Rhegorios started to answer, stopped, stared at the Avtokrator, then tried again: "You almost caught me there, do you know that? For one thing, the God is only a figment of the Makuraners' imaginations. And for another, I don't think we've been quite sinful enough for Skotos to rise up and smite us that particular way. If the sun turned north again after last Midwinter's Day, we're good for a while longer, or I miss my guess."
Maniakes sketched the sun-circle over his heart. "May you prove right." He studied the map some more. "If we can't hold them at the Arandos, we certainly can't hold them anywhere between there and Across. Can we hold them with the new works we've built outside Across?"
He wasn't asking Rhegorios the question; he was asking himself. His cousin assumed the burden of answering it, though: "Doesn't seem likely, does it?"
"No," Maniakes said, and the word tasted like death in his mouth. "Why did we waste our time and substance rebuilding, then?" But it wasn't we. He had given the orders. He slammed his fist against the map. Pain shot up his arm. "I made the same mistake I've been making ever since I put on the red boots: I thought we were stronger than we are."
"It's done now," Rhegorios said, an epitaph for any number of unfortunate occurrences. "Are you going to send an army into the westlands to try to defend what we've rebuilt?"
"You're trying to find out if I'll make the same mistake one more time even now, aren't you?" Maniakes asked.
Rhegorios grinned at him, utterly unabashed. "Now that you mention it, yes."
"You're as bad as my father," Maniakes said. "He's had all those years land on him to make him so warped and devious; what's your excuse?… But I haven't answered your question, have I? No, I'm not going to send an army over to Across. If Abivard wants it so badly, he can have it."

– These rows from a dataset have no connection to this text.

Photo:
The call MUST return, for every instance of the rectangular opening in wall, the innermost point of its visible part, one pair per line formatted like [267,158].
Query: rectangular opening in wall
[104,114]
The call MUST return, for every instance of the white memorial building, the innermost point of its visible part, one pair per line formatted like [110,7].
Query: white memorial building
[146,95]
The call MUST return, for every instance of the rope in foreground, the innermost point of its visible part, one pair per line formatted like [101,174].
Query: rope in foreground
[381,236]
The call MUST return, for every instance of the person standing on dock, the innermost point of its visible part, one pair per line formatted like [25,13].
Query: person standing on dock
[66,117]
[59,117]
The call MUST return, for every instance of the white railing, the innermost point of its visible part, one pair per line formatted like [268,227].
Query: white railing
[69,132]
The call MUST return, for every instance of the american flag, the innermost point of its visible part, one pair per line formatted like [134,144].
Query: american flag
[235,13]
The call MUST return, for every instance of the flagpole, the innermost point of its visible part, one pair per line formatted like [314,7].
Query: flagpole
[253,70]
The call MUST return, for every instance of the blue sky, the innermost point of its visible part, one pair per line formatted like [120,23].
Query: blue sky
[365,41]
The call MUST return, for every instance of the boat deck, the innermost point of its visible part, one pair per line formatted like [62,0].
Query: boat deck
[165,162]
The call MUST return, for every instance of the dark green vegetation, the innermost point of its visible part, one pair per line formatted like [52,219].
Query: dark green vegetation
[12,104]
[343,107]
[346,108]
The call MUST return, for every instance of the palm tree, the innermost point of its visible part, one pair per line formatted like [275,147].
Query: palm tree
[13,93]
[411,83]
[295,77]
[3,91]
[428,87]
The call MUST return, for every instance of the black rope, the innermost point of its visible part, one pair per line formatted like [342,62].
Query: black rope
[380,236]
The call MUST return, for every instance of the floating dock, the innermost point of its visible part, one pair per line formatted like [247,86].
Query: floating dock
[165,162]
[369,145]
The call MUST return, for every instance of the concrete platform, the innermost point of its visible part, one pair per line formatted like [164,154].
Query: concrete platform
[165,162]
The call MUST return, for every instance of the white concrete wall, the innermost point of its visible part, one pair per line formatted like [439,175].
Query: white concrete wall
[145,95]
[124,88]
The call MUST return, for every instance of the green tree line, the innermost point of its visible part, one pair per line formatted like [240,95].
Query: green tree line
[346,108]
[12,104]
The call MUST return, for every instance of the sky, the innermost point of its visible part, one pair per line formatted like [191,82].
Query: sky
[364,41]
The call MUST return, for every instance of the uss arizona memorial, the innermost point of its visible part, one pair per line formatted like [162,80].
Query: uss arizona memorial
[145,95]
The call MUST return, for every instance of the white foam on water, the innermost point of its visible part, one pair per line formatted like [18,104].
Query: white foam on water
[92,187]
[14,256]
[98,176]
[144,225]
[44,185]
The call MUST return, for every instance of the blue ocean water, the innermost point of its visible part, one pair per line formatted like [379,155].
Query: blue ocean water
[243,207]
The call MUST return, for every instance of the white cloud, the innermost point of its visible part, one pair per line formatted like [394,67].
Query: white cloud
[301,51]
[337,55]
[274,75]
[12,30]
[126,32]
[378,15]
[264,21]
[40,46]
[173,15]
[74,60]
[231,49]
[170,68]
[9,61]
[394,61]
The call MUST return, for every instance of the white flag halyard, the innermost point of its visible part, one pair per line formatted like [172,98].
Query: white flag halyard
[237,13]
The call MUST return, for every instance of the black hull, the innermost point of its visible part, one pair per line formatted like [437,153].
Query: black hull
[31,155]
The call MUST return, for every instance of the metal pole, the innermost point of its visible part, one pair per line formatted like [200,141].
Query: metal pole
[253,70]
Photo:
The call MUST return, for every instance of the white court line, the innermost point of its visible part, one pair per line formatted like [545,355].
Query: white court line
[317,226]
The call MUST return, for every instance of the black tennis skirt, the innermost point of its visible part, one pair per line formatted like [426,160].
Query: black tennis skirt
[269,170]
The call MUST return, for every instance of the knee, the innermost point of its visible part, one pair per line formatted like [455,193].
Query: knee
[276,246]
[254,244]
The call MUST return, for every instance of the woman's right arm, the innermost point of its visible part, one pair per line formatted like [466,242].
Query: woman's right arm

Rhegorios nodded, gave the map a thoughtful tap, and left the chamber where it hung. Maniakes stared at the inked lines on the parchment: provinces and roads where his word did not run. All at once, he strode to the door, shouting for wine. He got very drunk.

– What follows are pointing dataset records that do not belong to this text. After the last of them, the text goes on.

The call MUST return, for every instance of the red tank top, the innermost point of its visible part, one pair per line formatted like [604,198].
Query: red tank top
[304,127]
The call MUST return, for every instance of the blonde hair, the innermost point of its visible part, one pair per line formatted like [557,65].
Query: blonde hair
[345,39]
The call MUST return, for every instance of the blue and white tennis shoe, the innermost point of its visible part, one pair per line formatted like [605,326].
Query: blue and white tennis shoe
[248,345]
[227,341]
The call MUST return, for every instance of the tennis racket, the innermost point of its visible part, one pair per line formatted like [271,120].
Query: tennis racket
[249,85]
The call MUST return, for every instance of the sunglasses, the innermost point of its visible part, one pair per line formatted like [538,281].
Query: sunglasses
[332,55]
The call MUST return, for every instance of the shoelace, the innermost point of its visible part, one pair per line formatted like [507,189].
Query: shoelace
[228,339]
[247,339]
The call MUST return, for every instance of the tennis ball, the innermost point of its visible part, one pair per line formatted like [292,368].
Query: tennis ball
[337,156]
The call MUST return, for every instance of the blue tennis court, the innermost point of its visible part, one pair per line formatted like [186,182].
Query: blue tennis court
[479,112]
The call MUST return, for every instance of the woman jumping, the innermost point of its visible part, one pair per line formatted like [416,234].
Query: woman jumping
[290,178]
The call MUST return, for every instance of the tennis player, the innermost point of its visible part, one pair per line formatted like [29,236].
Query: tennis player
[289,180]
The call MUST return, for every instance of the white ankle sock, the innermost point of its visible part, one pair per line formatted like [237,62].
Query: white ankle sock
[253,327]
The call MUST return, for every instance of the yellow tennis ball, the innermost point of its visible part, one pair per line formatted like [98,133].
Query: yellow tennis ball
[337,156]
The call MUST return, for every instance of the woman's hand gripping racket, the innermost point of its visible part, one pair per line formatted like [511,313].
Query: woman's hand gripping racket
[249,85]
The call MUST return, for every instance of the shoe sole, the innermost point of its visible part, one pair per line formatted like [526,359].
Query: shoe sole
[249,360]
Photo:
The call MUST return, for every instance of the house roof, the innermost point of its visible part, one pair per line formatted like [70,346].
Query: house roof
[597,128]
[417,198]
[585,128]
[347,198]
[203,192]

The Renewal bounced in the chop of the Cattle Crossing. Makuraners stood on the western shore, jeering at the dromon and calling in bad Videssian for it to come beach itself on the golden, inviting sand. "We hello you, oh yes," one of them shouted. "You never forget you meet us, not never so long as you live." His teeth flashed white in the midst of his black beard.
Maniakes turned to Thrax. "Hurl a couple of darts at them," he said. "We'll see if they jeer out of the other side of their mouths."
"Aye, your Majesty," the drungarios of the fleet replied. He turned to his sailors. One of them set an iron-headed dart, its shaft as long as an arm and thicker than a stout man's middle finger, in the trough of the catapult.
Others turned windlasses to draw back the engine's casting arms, which creaked and groaned under the strain. Thrax called orders to the oarsmen, who turned the Renewal so it bore on the knot of Makuraners. "Loose!" the drungarios shouted as a wave lifted the bow slightly.
The catapult snapped and bucked like a wild ass. The dart hurtled across the water. A scream went up from the shore-it had skewered someone. Yelling with glee, the catapult crew loaded another missile into the engine and began readying it to shoot again.
Maniakes had expected the Makuraners to disperse. Instead, all of them with bows shot back at the Renewal. Their arrows raised little splashes as they plinked into the water well short of their target. The sailors laughed at the foe.